Machine Learning Engineering with Python: Manage the production life cycle of machine learning models using MLOps with practical examples

McMahon, Andrew P.

商品描述

Supercharge the value of your machine learning models by building scalable and robust solutions that can serve them in production environments

 

Key Features:

  • Explore hyperparameter optimization and model management tools
  • Learn object-oriented programming and functional programming in Python to build your own ML libraries and packages
  • Explore key ML engineering patterns like microservices and the Extract Transform Machine Learn (ETML) pattern with use cases

 

Book Description:

Machine learning engineering is a thriving discipline at the interface of software development and machine learning. This book will help developers working with machine learning and Python to put their knowledge to work and create high-quality machine learning products and services.

 

Machine Learning Engineering with Python takes a hands-on approach to help you get to grips with essential technical concepts, implementation patterns, and development methodologies to have you up and running in no time. You'll begin by understanding key steps of the machine learning development life cycle before moving on to practical illustrations and getting to grips with building and deploying robust machine learning solutions. As you advance, you'll explore how to create your own toolsets for training and deployment across all your projects in a consistent way. The book will also help you get hands-on with deployment architectures and discover methods for scaling up your solutions while building a solid understanding of how to use cloud-based tools effectively.
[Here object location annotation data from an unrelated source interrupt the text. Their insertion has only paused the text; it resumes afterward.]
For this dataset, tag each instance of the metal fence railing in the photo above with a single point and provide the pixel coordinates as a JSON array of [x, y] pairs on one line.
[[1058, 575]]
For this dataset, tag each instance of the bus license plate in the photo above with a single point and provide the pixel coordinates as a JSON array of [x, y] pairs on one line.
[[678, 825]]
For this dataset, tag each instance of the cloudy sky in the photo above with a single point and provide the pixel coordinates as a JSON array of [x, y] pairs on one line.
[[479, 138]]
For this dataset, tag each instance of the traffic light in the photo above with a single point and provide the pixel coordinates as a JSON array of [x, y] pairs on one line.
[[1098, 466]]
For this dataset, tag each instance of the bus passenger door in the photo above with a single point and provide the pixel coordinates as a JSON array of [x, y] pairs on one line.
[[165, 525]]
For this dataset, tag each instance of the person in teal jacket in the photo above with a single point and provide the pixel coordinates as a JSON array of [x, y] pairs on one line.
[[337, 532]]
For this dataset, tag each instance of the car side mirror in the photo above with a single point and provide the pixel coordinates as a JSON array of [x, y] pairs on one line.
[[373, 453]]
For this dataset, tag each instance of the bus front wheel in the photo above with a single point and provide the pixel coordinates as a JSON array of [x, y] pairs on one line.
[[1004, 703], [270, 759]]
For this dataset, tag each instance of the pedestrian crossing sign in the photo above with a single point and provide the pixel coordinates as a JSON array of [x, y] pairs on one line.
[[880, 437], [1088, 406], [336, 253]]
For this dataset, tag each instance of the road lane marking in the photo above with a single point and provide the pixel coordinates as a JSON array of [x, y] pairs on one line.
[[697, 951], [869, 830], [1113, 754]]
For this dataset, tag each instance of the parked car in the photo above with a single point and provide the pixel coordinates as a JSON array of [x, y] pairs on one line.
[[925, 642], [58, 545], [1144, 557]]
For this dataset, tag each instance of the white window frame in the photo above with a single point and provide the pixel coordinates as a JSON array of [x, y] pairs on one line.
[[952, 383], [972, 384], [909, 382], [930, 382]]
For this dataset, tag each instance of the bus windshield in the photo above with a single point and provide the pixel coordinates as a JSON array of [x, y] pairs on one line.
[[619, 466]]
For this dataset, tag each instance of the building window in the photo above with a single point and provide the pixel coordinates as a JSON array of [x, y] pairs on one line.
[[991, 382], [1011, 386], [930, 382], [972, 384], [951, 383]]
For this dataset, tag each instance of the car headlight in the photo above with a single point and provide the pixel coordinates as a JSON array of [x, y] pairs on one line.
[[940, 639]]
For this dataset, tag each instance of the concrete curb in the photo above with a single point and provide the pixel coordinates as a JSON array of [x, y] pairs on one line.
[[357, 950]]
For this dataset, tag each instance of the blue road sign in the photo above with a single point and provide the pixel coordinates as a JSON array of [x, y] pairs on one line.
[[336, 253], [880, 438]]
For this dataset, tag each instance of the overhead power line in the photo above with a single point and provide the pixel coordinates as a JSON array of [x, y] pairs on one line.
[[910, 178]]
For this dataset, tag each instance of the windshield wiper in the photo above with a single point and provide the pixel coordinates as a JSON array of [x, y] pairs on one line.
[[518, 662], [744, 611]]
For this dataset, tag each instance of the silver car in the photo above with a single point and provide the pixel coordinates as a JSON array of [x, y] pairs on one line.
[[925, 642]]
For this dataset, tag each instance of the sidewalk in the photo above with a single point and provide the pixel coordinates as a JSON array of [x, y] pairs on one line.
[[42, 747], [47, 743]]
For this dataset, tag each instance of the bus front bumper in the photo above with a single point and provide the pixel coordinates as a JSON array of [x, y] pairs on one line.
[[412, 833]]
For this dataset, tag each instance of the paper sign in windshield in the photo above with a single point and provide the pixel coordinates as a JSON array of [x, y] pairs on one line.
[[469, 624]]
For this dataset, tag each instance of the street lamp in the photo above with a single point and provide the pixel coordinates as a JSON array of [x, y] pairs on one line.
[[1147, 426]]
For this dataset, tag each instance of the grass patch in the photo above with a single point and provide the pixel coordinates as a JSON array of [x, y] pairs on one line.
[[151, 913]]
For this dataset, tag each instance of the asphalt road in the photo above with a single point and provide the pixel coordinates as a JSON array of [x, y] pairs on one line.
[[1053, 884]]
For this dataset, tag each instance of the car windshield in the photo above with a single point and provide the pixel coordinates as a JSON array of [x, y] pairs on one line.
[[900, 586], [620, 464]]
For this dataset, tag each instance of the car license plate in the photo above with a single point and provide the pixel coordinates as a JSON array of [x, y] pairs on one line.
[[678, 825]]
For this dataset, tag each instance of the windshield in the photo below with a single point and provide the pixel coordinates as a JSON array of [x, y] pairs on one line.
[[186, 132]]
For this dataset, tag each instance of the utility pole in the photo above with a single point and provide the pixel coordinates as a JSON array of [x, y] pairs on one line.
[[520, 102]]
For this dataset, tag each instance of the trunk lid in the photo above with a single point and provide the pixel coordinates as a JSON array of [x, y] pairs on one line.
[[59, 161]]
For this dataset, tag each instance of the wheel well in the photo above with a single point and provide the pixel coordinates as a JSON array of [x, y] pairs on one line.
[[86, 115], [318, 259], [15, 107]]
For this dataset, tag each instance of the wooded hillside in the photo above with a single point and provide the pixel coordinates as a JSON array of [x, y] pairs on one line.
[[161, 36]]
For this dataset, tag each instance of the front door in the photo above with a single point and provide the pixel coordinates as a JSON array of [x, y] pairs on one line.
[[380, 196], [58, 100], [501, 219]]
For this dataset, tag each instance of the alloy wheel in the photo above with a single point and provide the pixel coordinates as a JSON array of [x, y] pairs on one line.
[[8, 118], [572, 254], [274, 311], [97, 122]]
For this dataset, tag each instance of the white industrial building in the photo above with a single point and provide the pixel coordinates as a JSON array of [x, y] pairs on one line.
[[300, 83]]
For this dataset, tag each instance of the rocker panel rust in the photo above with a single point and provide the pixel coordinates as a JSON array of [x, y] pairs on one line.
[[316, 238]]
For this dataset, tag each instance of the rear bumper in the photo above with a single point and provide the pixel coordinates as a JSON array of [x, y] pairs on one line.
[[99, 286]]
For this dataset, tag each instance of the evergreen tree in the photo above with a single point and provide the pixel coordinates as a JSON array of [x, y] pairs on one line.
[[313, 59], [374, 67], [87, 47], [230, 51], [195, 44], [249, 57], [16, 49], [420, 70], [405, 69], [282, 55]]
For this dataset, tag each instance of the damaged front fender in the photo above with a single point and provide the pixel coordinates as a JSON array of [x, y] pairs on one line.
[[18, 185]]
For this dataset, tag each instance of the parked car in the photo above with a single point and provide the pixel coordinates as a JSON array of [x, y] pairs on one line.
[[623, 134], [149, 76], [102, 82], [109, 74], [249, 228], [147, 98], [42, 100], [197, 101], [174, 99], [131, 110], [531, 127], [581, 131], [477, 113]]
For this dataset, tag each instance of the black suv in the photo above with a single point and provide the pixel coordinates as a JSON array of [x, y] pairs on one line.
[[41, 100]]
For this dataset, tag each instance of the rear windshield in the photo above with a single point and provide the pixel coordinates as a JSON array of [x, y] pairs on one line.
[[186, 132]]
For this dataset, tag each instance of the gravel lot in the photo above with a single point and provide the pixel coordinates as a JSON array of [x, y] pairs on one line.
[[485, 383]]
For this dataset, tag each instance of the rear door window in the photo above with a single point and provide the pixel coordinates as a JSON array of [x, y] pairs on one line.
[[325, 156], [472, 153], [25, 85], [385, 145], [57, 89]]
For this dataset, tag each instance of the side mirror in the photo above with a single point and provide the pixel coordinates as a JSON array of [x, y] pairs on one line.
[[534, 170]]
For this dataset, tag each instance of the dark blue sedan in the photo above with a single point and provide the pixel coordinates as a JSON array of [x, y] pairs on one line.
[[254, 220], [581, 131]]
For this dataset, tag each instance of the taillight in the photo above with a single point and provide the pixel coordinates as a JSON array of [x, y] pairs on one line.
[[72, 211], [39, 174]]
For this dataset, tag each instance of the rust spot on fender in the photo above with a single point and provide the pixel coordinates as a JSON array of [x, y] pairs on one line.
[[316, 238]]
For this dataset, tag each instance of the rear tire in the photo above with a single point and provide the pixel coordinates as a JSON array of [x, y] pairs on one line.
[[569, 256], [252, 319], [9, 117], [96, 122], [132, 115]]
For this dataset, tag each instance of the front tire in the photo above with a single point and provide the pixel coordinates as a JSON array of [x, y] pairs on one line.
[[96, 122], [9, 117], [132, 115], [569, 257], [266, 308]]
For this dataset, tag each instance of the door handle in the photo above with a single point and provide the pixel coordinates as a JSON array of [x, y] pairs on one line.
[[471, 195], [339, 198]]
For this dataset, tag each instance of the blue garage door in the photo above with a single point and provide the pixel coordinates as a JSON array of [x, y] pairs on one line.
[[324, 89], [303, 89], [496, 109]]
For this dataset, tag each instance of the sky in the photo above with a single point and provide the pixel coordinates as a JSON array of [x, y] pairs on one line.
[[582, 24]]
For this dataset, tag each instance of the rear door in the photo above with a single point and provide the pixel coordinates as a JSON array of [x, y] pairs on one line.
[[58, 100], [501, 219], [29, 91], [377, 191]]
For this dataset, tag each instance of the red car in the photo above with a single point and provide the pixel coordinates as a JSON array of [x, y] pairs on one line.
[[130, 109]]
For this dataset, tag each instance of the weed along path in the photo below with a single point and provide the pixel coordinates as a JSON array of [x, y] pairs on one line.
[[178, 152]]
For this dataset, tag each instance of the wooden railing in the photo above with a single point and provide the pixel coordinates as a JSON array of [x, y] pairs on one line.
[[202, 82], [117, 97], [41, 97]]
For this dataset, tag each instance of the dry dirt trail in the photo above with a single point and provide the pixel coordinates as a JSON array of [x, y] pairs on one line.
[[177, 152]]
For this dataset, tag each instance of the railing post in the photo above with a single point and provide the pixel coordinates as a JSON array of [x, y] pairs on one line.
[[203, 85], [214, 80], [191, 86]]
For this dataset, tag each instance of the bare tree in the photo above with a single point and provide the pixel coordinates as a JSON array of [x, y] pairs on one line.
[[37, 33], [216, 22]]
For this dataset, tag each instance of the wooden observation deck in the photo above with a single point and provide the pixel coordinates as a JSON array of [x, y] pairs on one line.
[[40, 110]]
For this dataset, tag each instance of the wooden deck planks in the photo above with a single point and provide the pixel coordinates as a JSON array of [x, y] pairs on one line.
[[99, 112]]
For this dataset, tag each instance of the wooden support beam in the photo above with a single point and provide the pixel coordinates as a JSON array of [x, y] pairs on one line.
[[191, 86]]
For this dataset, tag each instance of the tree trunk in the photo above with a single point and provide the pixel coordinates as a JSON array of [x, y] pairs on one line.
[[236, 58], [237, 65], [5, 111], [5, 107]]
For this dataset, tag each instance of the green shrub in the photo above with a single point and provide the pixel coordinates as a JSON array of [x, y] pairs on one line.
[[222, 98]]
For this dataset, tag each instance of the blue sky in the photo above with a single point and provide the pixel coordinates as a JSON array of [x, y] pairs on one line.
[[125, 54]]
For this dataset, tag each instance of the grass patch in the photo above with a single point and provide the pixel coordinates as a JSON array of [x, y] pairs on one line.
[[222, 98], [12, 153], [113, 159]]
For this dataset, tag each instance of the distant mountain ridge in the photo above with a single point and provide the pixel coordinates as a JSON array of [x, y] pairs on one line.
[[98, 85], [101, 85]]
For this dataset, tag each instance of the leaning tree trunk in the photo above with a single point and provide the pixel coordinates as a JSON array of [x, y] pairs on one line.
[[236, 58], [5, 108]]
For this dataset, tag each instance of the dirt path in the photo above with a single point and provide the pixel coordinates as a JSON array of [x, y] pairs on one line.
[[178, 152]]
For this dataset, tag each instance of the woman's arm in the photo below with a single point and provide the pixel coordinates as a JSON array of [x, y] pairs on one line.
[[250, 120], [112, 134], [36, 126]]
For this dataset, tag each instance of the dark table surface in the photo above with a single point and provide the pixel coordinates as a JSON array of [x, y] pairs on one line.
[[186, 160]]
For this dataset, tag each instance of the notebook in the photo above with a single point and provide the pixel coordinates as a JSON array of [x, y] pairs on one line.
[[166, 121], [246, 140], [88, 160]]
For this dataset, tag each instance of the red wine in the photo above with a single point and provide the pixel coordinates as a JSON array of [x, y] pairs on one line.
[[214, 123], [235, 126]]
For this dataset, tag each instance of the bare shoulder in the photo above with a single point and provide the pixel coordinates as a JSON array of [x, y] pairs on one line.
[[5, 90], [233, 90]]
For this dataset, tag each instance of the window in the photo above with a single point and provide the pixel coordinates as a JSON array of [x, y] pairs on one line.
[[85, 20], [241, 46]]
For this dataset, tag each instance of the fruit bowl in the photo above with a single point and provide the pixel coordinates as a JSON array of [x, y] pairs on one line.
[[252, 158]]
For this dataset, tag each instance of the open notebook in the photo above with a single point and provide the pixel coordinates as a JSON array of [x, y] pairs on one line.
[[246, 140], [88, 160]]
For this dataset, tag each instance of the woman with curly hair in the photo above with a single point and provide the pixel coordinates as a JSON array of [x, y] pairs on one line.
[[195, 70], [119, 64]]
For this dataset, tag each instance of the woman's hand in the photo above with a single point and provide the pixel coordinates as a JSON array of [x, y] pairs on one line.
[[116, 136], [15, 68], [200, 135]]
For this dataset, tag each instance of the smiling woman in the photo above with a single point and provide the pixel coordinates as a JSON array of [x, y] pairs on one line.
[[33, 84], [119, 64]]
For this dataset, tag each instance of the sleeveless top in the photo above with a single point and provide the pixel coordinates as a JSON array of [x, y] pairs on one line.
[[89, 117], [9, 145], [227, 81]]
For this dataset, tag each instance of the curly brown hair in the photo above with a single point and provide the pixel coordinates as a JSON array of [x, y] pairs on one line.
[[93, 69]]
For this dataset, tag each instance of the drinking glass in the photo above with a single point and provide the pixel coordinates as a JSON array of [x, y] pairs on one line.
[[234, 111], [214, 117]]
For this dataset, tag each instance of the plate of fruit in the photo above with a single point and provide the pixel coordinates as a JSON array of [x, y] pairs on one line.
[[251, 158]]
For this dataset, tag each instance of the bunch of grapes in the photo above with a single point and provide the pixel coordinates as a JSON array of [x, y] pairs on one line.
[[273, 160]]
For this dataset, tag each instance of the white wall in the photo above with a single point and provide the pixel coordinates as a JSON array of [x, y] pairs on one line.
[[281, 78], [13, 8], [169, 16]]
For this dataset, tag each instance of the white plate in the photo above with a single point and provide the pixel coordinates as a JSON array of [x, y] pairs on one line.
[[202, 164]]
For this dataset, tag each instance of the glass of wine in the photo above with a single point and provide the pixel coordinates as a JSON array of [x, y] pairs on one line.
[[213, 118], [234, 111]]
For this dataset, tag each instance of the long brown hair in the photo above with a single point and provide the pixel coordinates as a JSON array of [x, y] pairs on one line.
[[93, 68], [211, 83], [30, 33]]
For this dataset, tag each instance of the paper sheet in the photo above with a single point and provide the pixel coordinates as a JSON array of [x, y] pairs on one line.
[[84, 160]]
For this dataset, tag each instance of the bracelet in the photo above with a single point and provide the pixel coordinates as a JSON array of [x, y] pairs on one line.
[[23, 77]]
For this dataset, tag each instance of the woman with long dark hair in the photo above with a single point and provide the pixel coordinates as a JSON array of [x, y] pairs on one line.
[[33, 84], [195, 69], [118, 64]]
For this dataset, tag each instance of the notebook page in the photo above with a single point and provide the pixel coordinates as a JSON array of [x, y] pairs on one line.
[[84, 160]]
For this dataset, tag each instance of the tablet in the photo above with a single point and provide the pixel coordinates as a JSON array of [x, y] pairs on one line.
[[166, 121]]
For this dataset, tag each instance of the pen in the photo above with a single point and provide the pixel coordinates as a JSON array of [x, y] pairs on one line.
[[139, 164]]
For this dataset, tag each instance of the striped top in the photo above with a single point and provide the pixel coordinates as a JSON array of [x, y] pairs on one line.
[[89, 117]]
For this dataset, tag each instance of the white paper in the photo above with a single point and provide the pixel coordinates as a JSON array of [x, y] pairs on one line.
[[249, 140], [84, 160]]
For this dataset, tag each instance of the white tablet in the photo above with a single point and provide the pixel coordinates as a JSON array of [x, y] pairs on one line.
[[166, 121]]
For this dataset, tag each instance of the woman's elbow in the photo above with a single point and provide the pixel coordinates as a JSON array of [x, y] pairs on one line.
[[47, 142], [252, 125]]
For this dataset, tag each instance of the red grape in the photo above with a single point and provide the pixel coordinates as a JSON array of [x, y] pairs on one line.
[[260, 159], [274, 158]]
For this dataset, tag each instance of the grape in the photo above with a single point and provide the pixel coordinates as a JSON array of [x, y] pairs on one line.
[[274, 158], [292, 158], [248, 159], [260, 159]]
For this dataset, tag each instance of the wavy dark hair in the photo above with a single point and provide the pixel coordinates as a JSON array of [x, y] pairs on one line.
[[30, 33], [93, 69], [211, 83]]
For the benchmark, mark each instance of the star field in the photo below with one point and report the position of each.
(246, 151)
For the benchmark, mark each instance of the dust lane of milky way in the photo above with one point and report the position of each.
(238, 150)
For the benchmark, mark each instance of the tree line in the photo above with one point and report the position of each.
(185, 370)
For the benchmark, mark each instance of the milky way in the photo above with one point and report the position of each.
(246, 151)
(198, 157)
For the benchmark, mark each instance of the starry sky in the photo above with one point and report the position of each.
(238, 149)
Finally, you'll work through examples to help you solve typical business problems.

 

By the end of this book, you'll be able to build end-to-end machine learning services using a variety of techniques and design your own processes for consistently performant machine learning engineering.

 

What You Will Learn:

  • Find out what an effective ML engineering process looks like
  • Uncover options for automating training and deployment and learn how to use them
  • Discover how to build your own wrapper libraries for encapsulating your data science and machine learning logic and solutions
  • Understand what aspects of software engineering you can bring to machine learning
  • Gain insights into adapting software engineering for machine learning using appropriate cloud technologies
  • Perform hyperparameter tuning in a relatively automated way

 

Who this book is for:

This book is for machine learning engineers, data scientists, and software developers who want to build robust software solutions with machine learning components. If you're someone who manages or wants to understand the production life cycle of these systems, you'll find this book useful. Intermediate-level knowledge of Python is necessary.

商品描述(中文翻譯)

這本書的標題是《使用Python進行機器學習工程》。書中介紹了如何通過構建可擴展和穩健的解決方案,為機器學習模型增加價值,並在生產環境中使用它們。

書中的主要特點包括:
- 探索超參數優化和模型管理工具
- 學習使用Python進行面向對象編程和函數式編程,構建自己的機器學習庫和套件
- 探索微服務和ETML(Extract Transform Machine Learn)等關鍵機器學習工程模式,並提供使用案例

這本書將幫助從事機器學習和Python開發的開發人員將他們的知識應用到實際工作中,創建高質量的機器學習產品和服務。書中採用實踐方法,幫助讀者理解關鍵的機器學習開發生命周期步驟,並通過實際示例來建立和部署穩健的機器學習解決方案。

隨著進一步的學習,讀者將探索如何以一致的方式在所有項目中創建自己的訓練和部署工具集。本書還將幫助讀者深入了解部署架構,並發現如何有效使用基於雲的工具。最後,讀者將通過實例解決典型的業務問題。

通過閱讀本書,讀者將能夠使用各種技術構建端到端的機器學習服務,並設計自己的流程,實現一致的高性能機器學習工程。

本書的目標讀者包括機器學習工程師、數據科學家和軟件開發人員,他們希望使用機器學習組件構建穩健的軟件解決方案。如果你是管理這些系統的人,或者想了解它們的生產生命周期,這本書對你也很有用。需要具備中級水平的Python知識。